Techniques and Methods


Dynamic diffusive interfacial transport (D-DIT): Tracking water concentration with short-wave IR (SWIR)


October 16, 2024 (Wednesday) 4:05


Track 7 / Room 502

(Click on name to view author profile)

  1. Kelkar, Parth U. (Purdue University, School of Materials Engineering)
  2. Erk, Kendra A. (Purdue University, School of Materials Engineering)
  3. Lindberg, Seth (Procter & Gamble Co.)

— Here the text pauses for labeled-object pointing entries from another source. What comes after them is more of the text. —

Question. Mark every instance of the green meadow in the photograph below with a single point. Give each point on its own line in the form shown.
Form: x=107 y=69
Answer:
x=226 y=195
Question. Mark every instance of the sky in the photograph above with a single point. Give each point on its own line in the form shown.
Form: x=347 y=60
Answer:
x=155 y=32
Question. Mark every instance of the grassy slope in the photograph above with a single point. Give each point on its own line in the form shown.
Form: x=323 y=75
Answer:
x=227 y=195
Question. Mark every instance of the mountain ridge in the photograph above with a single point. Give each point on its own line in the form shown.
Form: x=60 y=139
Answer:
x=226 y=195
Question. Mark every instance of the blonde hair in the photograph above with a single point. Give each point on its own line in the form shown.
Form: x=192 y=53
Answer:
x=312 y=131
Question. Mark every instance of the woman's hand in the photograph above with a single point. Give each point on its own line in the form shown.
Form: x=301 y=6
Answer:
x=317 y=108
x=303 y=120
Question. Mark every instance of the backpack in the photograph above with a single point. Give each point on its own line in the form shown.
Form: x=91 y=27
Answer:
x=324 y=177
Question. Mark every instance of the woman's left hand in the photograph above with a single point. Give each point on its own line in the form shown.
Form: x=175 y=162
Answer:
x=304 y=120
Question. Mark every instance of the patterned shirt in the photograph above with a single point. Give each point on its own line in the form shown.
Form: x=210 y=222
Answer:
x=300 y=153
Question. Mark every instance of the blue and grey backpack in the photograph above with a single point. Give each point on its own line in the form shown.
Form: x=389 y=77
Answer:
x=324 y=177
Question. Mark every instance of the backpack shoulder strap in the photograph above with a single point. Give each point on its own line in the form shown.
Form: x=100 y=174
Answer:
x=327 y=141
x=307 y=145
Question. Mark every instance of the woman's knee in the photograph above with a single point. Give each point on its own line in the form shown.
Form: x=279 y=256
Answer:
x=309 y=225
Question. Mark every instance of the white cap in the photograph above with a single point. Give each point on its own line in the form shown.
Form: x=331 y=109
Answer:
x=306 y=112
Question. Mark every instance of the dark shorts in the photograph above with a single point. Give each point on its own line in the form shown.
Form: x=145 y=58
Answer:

(in printed abstract book)
Parth U. Kelkar1, Kendra A. Erk1 and Seth Lindberg2
1School of Materials Engineering, Purdue University, West Lafayette, IN 47906; 2Procter & Gamble Co., West Chester, OH 45069


Lindberg, Seth


experimental methods; methods; surfactants; techniques


SWIR imaging technology has been used extensively in defense applications and has more recently also found use in machine-vision inspection of silicon wafers and agricultural products. Water molecules absorbs well ~1400nm, causing objects with high moisture content to appear black. Surfactants and other molecules commonly encountered in consumer products do not absorb the same enabling good contrast. Combining short-wave infrared (SWIR) imaging with cross-polarized visible imaging enables high-resolution, high-throughput, and in-situ identification of liquid crystalline phases and water compositions. D-DIT can be used to study time-dependent material relationships across a diverse range of materials and processes such as phase evolution and dissolution of concentrated surfactants surfactant droplets and drying of aqueous polymer films (Kelkar et al., Review of Scientific Instruments, 2024). In this study, the dynamic phase evolution of a binary aqueous solution of a non-ionic surfactant hexaethylene glycol monododecyl ether (C12E6) is presented. Phase transitions in confined environments were found to differ from equilibrium phase behavior and the micellar to hexagonal phase transition concentration (C*) depended on the ratio of water to surfactant. The effects of industrially relevant additives such as monovalent common salt and propylene glycol on the dissolution of lamellar-structured sodium lauryl ether sulfate pastes were also studied. This instrument was also used to study the inverse hydration: the drying kinetics of aqueous poly(vinyl) alcohol films. Directly tracking water helped draw meaningful correlations between the viscosity and drying time of aqueous films. Dynamic-DIT has already generated previously inaccessible data for surfactant phase transitions and has the potential to become a turnkey method for several other studies such as dissolution and drying.